Phase 3: Industry Restructuring (5-10 years) Entire industries reorganise around AI-first models. The survivors are either the people managing the AI systems or doing the truly high-level work that still requires human judgment.

This isn't speculation - it's already visible in industries that adopted AI early. Customer service centres, content mills, financial analysis shops - they're all running with skeleton crews compared to five years ago.

Why This Time Isn't Different

Knowledge workers keep insisting their situation is different from manufacturing because:

  1. Their work is more complex
  2. It requires human judgment
  3. Clients prefer human interaction
  4. AI makes mistakes

These are the same arguments manufacturing workers made about automation in the 80s and 90s. They were wrong then, and they're wrong now.

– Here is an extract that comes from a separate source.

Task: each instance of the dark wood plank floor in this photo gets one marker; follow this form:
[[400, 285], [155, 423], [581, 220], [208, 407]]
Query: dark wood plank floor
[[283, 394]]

Complexity? Most knowledge work follows predictable patterns once you break it down. AI doesn't need to understand everything - it just needs to identify patterns and produce acceptable outputs.

Human judgment? Sure, but how much of your actual day involves genuine judgment calls versus following established procedures and best practices?

Client preference? Clients prefer results. If AI can deliver faster, cheaper, and with consistent quality, preferences change quickly.

AI mistakes? So do humans. The question isn't whether AI is perfect - it's whether it's good enough to replace human workers at a fraction of the cost.

The Uncomfortable Truth

The uncomfortable truth is that most knowledge workers are about as replaceable as factory workers were 30 years ago. The technology is different, the timeline is different, but the fundamental economic forces are identical.

Companies exist to make money, not to provide employment. If they can get the same output with fewer people, they will. Every efficiency gain, every "productivity improvement," every AI tool that makes workers more effective is also making some of those workers redundant.

The knowledge worker class that spent decades looking down on manufacturing workers for being "unskilled" is about to discover they're not as special as they thought. Their jobs aren't protected by education or professional credentials - they're just temporarily protected by the limitations of current technology.

What You Can Actually Do

So what can you do about this? The same thing blue-collar workers should have done but largely didn't:

Get realistic about your value proposition. What do you actually do that's genuinely difficult to automate? Not what your job description says, but what you actually contribute that an AI system couldn't.

Develop skills that complement AI rather than compete with it. Learn to work with AI tools, manage AI systems, or solve problems that AI can't handle yet.

Build financial resilience. If your job might disappear in the next decade, plan accordingly. Don't assume retraining programs or government support will save you.

Stop looking down on "lower-skilled" workers. You're all in the same boat now. The sooner knowledge workers accept this, the sooner they can start preparing properly.

The redundancy wave that hit manufacturing is coming for knowledge work. The only question is whether you'll see it coming and prepare, or whether you'll be caught off-guard like so many factory workers were in the 80s and 90s.

Your university degree isn't a shield against automation - it's just a piece of paper that made you feel safe while the technology caught up.